In Iraq non si è riusciti a garantire nulla, né sicurezza, né benessere, né ritorno alla normalità, ci sono stati solo dei timidi tentativi portati avanti con grandi sacrifici, in questo clima però il combustibile terroristico, violento e criminale trova il suo comburente. La benevolenza pro-americana si è esaurita nell’arco di poche ore, dando spazio invece all’antiamericanismo Jihadista dei terroristi, che hanno trovato nell’esasperazione della gente, il miglior alleato. A poco è servito l’arresto di Saddam Hussein, la missione del delegato Onu Brahimi o il nuovo governo insediato dal paese occupante, la situazione della gente non è cambiata anzi prima della “liberazione” si viveva meglio.
Gli Stati Uniti nel corso di questi mesi hanno iniziato a perdere alleati e supporto anche tra i paesi prima alleati, per cui, consci di quanto accade nel mondo, i combattenti iracheni si sentono supportati a livello internazionale come mai prima d’ora.
La situazione irachena richiede un ordine sociale e politico che permetta alla gente comune di cessare una guerriglia, comprensibile, data la situazione socio economica e la perdita delle aspettative di vita ma diventata ormai sterile. È imperativo isolare i terroristi xenofobi, pronti ad uccidere gli occidentali in quanto simbolo del male e tutti coloro che non occidentali lavorino in collaborazione con i primi, per una soluzione del problema iracheno.

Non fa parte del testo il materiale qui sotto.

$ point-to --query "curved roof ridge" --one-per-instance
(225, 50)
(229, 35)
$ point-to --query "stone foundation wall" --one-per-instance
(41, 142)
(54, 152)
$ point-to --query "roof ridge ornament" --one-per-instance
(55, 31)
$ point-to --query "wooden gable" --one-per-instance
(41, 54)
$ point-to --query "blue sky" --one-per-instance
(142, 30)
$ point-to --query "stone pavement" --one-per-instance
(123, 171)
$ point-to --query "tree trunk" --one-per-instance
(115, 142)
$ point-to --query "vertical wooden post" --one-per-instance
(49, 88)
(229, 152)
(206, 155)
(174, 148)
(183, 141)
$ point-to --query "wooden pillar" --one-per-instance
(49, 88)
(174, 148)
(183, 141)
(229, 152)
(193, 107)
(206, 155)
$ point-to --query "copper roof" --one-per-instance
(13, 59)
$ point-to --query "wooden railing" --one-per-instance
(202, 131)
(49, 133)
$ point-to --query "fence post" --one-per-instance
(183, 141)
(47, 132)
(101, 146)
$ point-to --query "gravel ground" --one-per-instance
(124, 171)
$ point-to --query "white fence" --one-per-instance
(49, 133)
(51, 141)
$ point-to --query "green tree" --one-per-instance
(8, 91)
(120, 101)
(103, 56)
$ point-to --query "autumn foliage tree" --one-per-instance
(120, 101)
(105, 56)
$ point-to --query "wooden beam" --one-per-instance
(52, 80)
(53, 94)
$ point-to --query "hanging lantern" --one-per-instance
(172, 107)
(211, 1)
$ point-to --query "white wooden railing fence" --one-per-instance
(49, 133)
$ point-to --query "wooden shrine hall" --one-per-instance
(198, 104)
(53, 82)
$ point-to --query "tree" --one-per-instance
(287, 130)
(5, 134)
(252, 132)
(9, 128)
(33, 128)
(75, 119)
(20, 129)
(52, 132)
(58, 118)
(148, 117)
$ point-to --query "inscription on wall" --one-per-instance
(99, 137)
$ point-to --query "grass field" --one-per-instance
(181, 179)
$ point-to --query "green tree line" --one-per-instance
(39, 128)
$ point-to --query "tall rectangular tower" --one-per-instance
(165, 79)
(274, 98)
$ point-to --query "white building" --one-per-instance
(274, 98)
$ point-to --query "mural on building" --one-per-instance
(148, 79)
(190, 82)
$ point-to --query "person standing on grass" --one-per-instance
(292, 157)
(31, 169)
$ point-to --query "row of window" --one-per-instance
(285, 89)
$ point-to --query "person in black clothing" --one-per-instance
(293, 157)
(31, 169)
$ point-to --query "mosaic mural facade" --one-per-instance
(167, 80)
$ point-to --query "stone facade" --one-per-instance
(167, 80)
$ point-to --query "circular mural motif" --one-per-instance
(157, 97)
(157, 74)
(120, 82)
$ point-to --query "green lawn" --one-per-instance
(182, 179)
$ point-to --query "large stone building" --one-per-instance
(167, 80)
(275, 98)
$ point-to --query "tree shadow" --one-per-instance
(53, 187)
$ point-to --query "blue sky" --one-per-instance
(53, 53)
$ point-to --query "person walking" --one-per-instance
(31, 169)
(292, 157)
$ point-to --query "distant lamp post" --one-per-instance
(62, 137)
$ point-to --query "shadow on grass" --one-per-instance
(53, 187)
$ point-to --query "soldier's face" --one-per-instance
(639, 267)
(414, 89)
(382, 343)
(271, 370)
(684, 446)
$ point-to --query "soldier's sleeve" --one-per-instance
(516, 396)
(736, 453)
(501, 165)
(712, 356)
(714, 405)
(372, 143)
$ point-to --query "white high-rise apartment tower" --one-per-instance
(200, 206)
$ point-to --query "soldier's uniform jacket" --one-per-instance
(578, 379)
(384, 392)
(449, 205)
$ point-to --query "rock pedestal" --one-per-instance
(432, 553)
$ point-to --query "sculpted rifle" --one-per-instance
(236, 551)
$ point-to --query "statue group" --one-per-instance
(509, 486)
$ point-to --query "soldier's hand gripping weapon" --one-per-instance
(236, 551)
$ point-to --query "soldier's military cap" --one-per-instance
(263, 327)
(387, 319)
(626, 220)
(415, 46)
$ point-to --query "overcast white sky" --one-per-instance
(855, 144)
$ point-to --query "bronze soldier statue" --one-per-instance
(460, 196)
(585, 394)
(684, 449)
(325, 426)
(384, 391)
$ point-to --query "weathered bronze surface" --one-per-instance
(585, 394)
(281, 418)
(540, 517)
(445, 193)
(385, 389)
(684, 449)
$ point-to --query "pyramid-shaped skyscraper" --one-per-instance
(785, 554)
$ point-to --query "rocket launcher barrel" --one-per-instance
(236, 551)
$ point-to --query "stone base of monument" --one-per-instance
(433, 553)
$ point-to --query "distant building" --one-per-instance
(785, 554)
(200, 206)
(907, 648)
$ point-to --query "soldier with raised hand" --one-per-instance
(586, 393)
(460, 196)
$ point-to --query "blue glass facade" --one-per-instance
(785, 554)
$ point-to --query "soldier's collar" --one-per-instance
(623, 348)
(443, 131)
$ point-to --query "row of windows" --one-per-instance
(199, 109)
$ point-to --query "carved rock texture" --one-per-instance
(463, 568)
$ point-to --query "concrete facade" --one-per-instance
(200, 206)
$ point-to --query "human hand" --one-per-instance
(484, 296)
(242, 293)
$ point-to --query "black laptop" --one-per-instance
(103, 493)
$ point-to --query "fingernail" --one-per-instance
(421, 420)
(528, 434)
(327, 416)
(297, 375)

Ci troviamo tra il dovere di riconoscere un’identità sociale, culturale, politica ed economica propria dell’Iraq ed il diritto dell’occidente di sentirsi libero dalle armi di distruzione di massa, dai dittatori sanguinari o dal terrorismo che colpisce cleaning guys nepalesi, camionisti filippini, giornalisti free-lance italiani e le stazioni di Madrid. Uno sforzo deve essere fatto innanzi tutto dagli europei per riportare non solo gli orientamenti politici verso la soluzione pragmatica dei problemi della popolazione, ma anche i discorsi ai significati semantici originali e considerare in modo definitivo: la guerra - quella combattuta tra soldati, la guerriglia - quella combattuta da formazioni paramilitari armate contro soldati regolari, la resistenza - quella combattuta indifferentemente da civili o militari contro le forze d’oppressione, il terrorismo - quello che con metodi non convenzionali fa strage indifferentemente tra i militari ed i civili innocenti. In Iraq ci si é trovati di fronte a quella che il Bettini definisce la Ter-Guerra, una guerra di nuovo tipo, combattuta con strategie militari e tattiche terroristiche, riconoscibile per l’asimmetria, anche morale, tra le parti in campo.
Giova ricordare che qualsiasi attività di governo è impossibile senza il supporto della popolazione, i cuori e le menti della popolazione, si conquistano garantendo loro il ritorno alla sicurezza, al benessere, con la costituzione di istituzioni democratiche, riconoscendo quella che alcuni chiamano identità culturale.